On 10,000 Steps, Longevity and Life in Motion
Last week, a major new study involving over 160,000 adults said:
“Although 10 000 steps per day can still be a viable target for those who are more active, 7000 steps per day is associated with clinically meaningful improvements in health outcomesand might be a more realistic and achievable target for some."
Dr. Melody Ding, the study's lead author and professor of public health at the University of Sydney, said:
“I am clearly not recommending folks who are doing 10,000 steps a day to go back to 7,000, ... however, beyond around 7,000 steps, the additional health gain for each additional 1,000 steps start to become smaller, so there is less ‘return on investment’.”
The following chart, based on the study, highlights that more daily steps can lower the risk of death.
Source: Ding et al, the Lancet and the Financial Times
Note: The prevalent figure of 10,000 steps can be traced back to a 1960s marketing campaign associated with the 1964 Tokyo Olympics promoting a pedometer called the manpo-kei ('10,000-step meter').

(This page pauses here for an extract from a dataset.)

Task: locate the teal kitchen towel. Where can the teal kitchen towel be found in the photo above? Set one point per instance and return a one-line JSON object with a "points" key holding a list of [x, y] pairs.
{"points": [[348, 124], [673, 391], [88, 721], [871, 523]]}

Separately, Peter Attia, M.D., in his 2023 book Outlive: The Science and Art of Longevity, said
“I now consider exercise to be the most potent longevity 'drug' in our arsenal, in terms of lifespan and healthspan.
"The data are unambiguous: exercise not only delays actual death but also prevents both cognitive and physical decline, better than any other intervention."
Finally, dancer/choreographer Twyla Tharp in her 2019 book "Keep It Moving: Lessons for the Rest of Your Life" said,
"With the time you've got, choose to make your life bigger. Opt for expression over observation, action instead of passivity, risk over safety, the unknown over the familiar.
"Be deliberate, act with intention. Chase the sublime and the absurd.
"Make each day one where you emerge, unlock, excite, and discover. Find new, reconsider old, become limber, stretch, lean, move."
OUR TAKE
As the study shows, 7,000 steps per day delivers substantial health benefits. For more active individuals, gains can continue up to and beyond 12,000 steps.
Walking is excellent and easy to track, but swimming, cycling, resistance training, dancing, tennis, and other activities can offer equal and even greater benefits for cardiovascular health, brain function, and longevity.
Whether it’s a walk, a workout, or spontaneous dance, movement is life's fuel. It builds mental resilience, sparks creativity, and reconnects us with purpose. As Twyla Tharp said, “opt for expression over observation.”